Noting the U.S. Supreme Court's holding in Citizen's Bank v. Alafabco, Inc., 539 U.S. 52 (2003), that the reach of the FAA is co-extensive with a full exercise of Congress's Commerce Clause power, the Court rejected the State of Oklahoma's contention that Rainbow's admission contract did not come within the scope of the FAA because it did not evidence a transaction involving commerce.

The Court observed that about one-quarter of Rainbow's expenditures for goods and services could be attributed to interstate transactions, including those for food, medicine, and durable medical supplies. This, according to the Court, was sufficient to evidence a transaction involving interstate commerce for FAA purposes.

While the Court acknowledged that Rainbow's care services were provided wholly within Oklahoma, that definition of provided goods and services was too narrow considering the broad reach of the FAA under the Commerce Clause powers. Furthermore, the Court found no evidence elsewhere in federal statutes that Congress intended to selectively preempt the FAA in favor of state law as to nursing home contracts.

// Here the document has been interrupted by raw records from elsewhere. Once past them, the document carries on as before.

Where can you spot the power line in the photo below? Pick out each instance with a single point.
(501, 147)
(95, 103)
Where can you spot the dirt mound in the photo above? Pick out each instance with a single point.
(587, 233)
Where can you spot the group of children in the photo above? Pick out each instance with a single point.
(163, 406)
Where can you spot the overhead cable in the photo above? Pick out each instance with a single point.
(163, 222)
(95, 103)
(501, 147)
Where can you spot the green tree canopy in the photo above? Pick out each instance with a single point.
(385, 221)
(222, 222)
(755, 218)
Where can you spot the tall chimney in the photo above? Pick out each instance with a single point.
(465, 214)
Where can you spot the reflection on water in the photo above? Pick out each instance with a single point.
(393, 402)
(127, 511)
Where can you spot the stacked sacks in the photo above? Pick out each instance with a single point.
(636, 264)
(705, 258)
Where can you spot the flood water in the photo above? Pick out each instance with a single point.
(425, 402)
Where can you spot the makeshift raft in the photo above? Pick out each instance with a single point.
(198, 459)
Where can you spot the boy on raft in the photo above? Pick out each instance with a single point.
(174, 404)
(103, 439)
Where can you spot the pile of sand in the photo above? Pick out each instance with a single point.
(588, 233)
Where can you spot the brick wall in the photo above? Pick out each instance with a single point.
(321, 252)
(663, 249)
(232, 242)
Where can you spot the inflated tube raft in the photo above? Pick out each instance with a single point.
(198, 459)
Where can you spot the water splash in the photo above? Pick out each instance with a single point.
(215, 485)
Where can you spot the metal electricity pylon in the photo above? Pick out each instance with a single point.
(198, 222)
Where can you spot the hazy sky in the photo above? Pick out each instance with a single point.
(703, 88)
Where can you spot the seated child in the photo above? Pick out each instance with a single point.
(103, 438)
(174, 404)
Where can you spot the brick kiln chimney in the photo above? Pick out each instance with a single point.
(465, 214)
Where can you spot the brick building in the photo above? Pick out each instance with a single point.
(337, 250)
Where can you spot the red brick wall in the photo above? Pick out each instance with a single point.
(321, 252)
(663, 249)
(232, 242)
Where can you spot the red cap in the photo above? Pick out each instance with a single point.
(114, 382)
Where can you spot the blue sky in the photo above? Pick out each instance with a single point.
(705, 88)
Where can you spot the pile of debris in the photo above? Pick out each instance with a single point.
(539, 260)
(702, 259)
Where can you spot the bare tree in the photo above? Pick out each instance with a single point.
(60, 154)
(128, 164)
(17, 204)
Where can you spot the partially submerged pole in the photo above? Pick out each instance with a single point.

The Court carefully distinguished the Oklahoma Supreme Court's recent decision in Bruner v. Timberland Manor Limited Partnership, 155 P.3d 16 (Okla. 2006), opining that Bruner turned on a finding that the parties specifically selected Oklahoma law in the contract's choice-of-law provision. Rainbow's arbitration agreement, by contrast, specifically invoked the FAA.

Despite the Court's attempt to reconcile its holding with Bruner, it did cast some doubt on the Bruner court's rationale for not finding preemption. In particular, the Court categorized the Bruner court's conclusion that a nursing home contract is a purely local transaction as mere dicta and strongly disagreed with the Bruner court's conclusion that buying supplies from out-of-state vendors does not constitute interstate commerce for FAA purposes.

In sum, Crutcher suggests disparate definitions of "interstate commerce" are being applied in Oklahoma's federal and state courts regarding the FAA and nursing home contracts. However, this opinion also suggests that specifically invoking the FAA within an admission contract may persuade Oklahoma federal and state courts alike to apply the FAA to arbitration agreements in nursing home contracts.